Funnel plots of reported associations between ADMA and cardiovascular outcomes. The dotted lines show pseudo 95% confidence intervals around the overall pooled estimate. P values are from Egger’s asymmetry test of associations. ADMA indicates asymmetric dimethylarginine; ALERT, Assessment of Lescol in Renal Transplantation Study; BECAC, Bergen coronary angiography cohort; BRUNECK, Bruneck Study; CHD, coronary heart disease; CREED, Cardiovascular Risk Extended Evaluation in Dialysis; CVD, cardiovascular disease; DHS, Dallas Heart Study; GetABI, German Epidemiological Trial on Ankle Brachial Index; KAROLA, Langzeiterfolge der KARdiOLogischen Anschlussheilbehandlung; KVINNOSTUDIEN, Kvinnostudien Population Study of Women in Gothenburg; MDC, Malmö Diet and Cancer Cardiovascular Cohort; MDRD, Modification of Diet in Renal Disease Study; MONICA/KORA, Monitoring of Trends and Determinants in Cardiovascular Disease Augsburg; PAD, peripheral arterial disease; RR, risk ratio; SDC, Steno Diabetes Center.

Figure 6

Reported RRs (95% CI) for cardiovascular outcomes in individuals in the top compared with those in the bottom third of SDMA concentration.

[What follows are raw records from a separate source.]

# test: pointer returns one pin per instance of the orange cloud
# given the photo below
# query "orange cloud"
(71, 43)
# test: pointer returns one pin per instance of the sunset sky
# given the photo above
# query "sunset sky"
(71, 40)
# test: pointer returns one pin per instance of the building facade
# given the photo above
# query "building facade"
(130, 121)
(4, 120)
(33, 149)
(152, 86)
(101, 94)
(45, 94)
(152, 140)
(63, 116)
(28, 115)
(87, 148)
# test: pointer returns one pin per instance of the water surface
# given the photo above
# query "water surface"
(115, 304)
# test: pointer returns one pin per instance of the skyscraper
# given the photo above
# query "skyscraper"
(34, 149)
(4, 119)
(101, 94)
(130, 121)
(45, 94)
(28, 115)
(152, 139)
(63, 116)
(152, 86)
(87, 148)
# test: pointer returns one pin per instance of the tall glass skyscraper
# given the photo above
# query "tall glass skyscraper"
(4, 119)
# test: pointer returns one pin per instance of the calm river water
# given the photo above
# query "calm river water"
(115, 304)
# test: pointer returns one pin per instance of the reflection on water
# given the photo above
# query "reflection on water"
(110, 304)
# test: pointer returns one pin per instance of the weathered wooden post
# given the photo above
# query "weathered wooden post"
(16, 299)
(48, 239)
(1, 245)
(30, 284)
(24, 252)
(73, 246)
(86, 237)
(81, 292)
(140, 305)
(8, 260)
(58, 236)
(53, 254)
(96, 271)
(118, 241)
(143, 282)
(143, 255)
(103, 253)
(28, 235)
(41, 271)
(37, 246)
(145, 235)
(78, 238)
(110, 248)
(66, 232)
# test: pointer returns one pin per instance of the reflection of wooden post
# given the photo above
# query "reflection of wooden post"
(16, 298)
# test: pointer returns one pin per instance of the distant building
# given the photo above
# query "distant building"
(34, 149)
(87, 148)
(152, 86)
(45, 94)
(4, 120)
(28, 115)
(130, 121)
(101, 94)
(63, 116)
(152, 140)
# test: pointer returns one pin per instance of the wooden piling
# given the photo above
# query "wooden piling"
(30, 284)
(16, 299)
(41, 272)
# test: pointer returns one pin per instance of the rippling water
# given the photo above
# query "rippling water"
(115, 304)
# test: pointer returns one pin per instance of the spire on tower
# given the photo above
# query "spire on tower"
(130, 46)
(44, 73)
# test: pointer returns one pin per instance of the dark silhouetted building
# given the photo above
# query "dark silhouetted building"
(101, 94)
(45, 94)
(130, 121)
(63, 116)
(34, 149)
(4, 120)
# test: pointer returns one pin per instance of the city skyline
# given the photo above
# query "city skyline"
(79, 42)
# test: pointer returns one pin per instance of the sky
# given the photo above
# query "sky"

I² (95% CI) was 69% (36%, 85%) for CVD, 77% (37%, 92%) for CHD and 27% (0%, 92%) for stroke. BRUNECK indicates Bruneck Study; CHD, coronary heart disease; CVD, cardiovascular disease; DHS, Dallas Heart Study; GetABI, German Epidemiological Trial on Ankle Brachial Index; KAROLA, Langzeiterfolge der KARdiOLogischen Anschlussheilbehandlung; PAD, peripheral arterial disease; RRs, risk ratios; SDMA, symmetric dimethylarginine.